Dart shut the back of the wagon and heard a vehicle approaching.
Probably Teddy
, he realized, deciding to hurry. He passed Kowalski but then stopped. He said, “You know, I used to think that you’re as dumb as everyone says you are, as dumb as you act.” The big man’s head pivoted, and he looked into Dart’s eyes. Dart continued, “If you’ve fucked with these crime scenes in any way, I’m going to have your ass.” Smoke flowed out of Kowalski’s nose, and he squinted at Dart with such loathing that the detective thought he might take a swing at him. “Tell Teddy that I went in without him.”

“You can’t do that!” Kowalski protested.

Dart held up the paper shoe covers. “So stop me.” He turned and went inside.

At the study door, with Bragg’s step van just pulling up outside, Dart and Abby slipped the paper shoe covers over their shoes and donned latex gloves.

Dart told her, “I want you to guide me. Keep me away from the blue fibers wherever possible, and off that raised nap.”

Dart kept close to the near wall and reached the armoire without requiring any directions from Abby.

“Exactly what are you looking for?” she asked.

He opened the armoire, revealing a large television and an assortment of stereo equipment. He ran his gloved hand blindly along the interior of the piece of furniture.

“What’s up, Joe?” she asked.

Dart’s fingers bumped a stout piece of metal concealed beneath the first shelf. He hooked it, pushed it, pulled it.
Pop!
The edge of the armoire jumped away from the wall. Dart slid his fingers into the crack and pulled it open like a door.

“Jesus …,” she gasped.

“Stay close to the wall,” he advised.

Abby joined him. Dart pulled the armoire all the way open and found the interior light switch.

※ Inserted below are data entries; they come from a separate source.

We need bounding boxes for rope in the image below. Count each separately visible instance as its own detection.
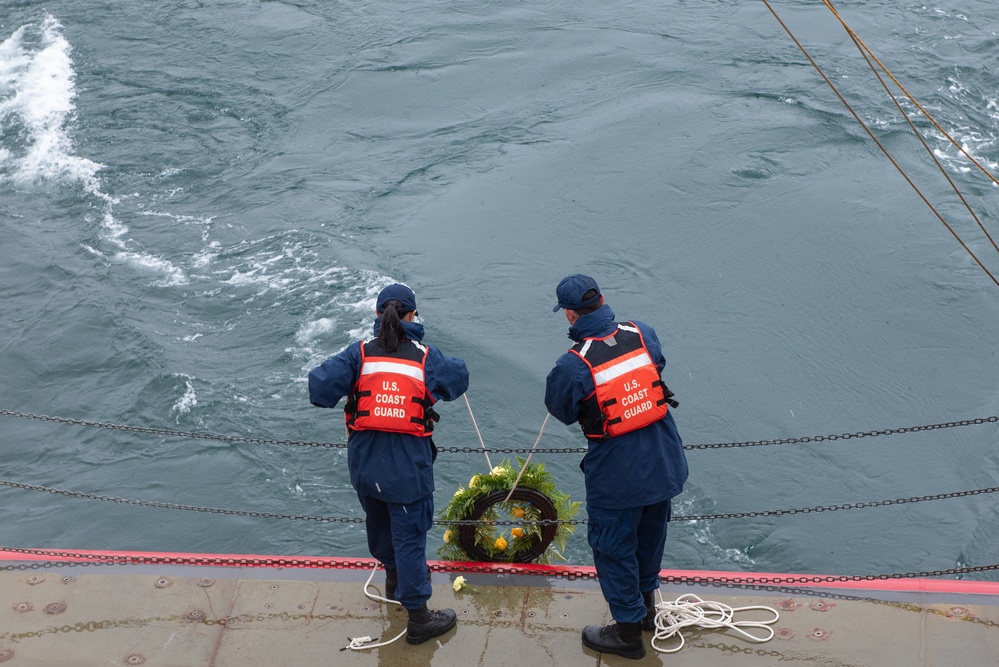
[461,392,493,470]
[651,590,780,653]
[503,413,551,503]
[822,0,999,260]
[340,565,406,651]
[822,0,999,192]
[762,0,999,286]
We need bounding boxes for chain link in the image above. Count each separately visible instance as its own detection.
[7,479,999,527]
[0,546,999,588]
[0,408,999,454]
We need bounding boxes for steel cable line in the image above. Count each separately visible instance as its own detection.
[762,0,999,287]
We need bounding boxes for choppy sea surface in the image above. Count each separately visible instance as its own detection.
[0,0,999,577]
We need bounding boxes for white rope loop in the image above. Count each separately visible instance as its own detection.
[340,565,406,651]
[651,592,780,653]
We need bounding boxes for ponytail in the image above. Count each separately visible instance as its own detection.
[377,299,406,352]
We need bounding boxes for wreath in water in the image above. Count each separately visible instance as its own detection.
[437,458,579,563]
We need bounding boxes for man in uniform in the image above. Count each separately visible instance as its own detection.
[545,274,687,660]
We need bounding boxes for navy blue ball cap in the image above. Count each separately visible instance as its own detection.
[376,283,416,315]
[552,273,601,313]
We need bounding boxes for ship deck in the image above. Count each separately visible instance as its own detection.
[0,552,999,667]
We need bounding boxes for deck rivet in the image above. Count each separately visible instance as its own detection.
[44,602,66,616]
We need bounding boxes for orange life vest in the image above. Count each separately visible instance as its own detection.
[569,322,672,440]
[344,340,439,436]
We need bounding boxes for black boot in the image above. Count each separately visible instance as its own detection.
[406,605,458,644]
[583,622,645,660]
[642,591,656,630]
[385,565,430,600]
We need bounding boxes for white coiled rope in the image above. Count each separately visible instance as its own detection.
[651,591,780,653]
[340,565,406,651]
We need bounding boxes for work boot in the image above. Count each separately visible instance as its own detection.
[642,591,656,630]
[385,565,431,600]
[406,605,458,654]
[583,622,645,660]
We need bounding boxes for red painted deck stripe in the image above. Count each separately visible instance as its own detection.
[0,549,999,595]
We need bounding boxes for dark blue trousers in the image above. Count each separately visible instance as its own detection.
[357,494,434,609]
[586,500,673,623]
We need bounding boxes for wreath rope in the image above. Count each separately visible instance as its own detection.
[437,458,580,564]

They heard the front door open and the voices of Kowalski and Teddy Bragg.

“Don’t touch anything,” Dart said as he led the way into the hidden room.

The room had no windows. The area closest to the hidden door was laid out like a computer/video laboratory, the remainder dedicated to library stacks crowded with books of every shape and size, cloth and leather-bound. On closer examination, the books appeared worn and quite old. One of the stacks held several long rows of video tapes.

“Ten to one,” Abby said, “this is the evidence that the Feds never found.”

The electronic equipment included two computers, a white table, several lights on tripods, two video cameras, a scanner, a color laser printer, and a multiline telephone.

“Nice gear,” Dart said.

“Major money,” she said.

A VCR and twenty-seven-inch television occupied a separate table.

Kowalski entered behind them. Dart looked first at his shoes, furious the man had not worn shoe covers—in theory, any hairs-and-fibers evidence was now contaminated. This kind of behavior was so typical of the man, that Dart realized mentioning it was useless. Kowalski was useless.